LAWS(CAL)-1980-2-2

COLLECTOR OF CENTRAL EXCISE Vs. MADURA COATS LTD

Decided On February 28, 1980
COLLECTOR OF CENTRAL EXCISE Appellant
V/S
MADURA COATS LTD. Respondents

JUDGEMENT

(1.) In this appeal, the Collector of Central Excise and others have challenged the propriety of the Judgment of a learned single Judge of this Court making the Rule NISI obtained by the respondent company Madura Coats Ltd., absolute.

(2.) The case of the respondent is that it is required by some of its customers, such as Dunlop India Limited, to arrange nylon or rayon yarns supplied by them in parallel rows loosely held together by cotton varns sun plied by the respondent. Such arrangement of rayon or nylon cards is called a tyrecord warpsheet. To make a warpsheet, the respondent first winds the nylon or rayon yarns supplied by its customers into bobbins.
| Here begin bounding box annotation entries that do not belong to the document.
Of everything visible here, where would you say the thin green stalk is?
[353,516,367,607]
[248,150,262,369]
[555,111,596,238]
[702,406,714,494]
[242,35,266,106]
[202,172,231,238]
The yarns are then twisted in a twisting machine and thereafter used as warps on a loom; the cotton yarns being used at widely spaced intervals as wefts to hold the nylon or rayon yarns in position. A given length of warpsheet will have 99'4% of nylon yarns and 9.8% of cotton yarns. No manufacturing process involved in making warpsheets and no new commodity known to commerce or industry comes into being when yarns are arranged or assembled to form warpsheets. A warpsheet continues to be known as yarns commercially and in industry even after the arrangement mentioned above. The nylon or rayon yarns in the warpsheets are used by the respondent's customers in the manufacture of motor car tyres, and it is convenient in such manufacture to have the yarns arranged or assembled in the form of a warpsheet. The cotton yarns holding the nylon or rayon together are destroyed in the manufacture of tyres and are not necessary for such manufacture, their only use or function being to hold the arrangement or assemblage of nylon or rayon yarns together.

(3.) The Collector of Central Excise by his memo dated March 24, 1975 addressed to the respondent had taken the view that a flylon or rayon warpsheet is an item of manufacture by itself and as it does not come under any of the Tariff Entries Nos. 1 to 66 of the First Schedule to the Central Excises and Salt Act, 1944, it will come under the residuary Entry 68 as "goods, not elsewhere specified" and liable to duty at the rate of 1% ad valorem. In that view of the matter, the Central Excise Authorities have been demanding payment of excise duty from the respondent for the nylon and rayon warpsheets. The respondent has since paid such duty under protest for the period between March 24, 1975 and May 7, 1975.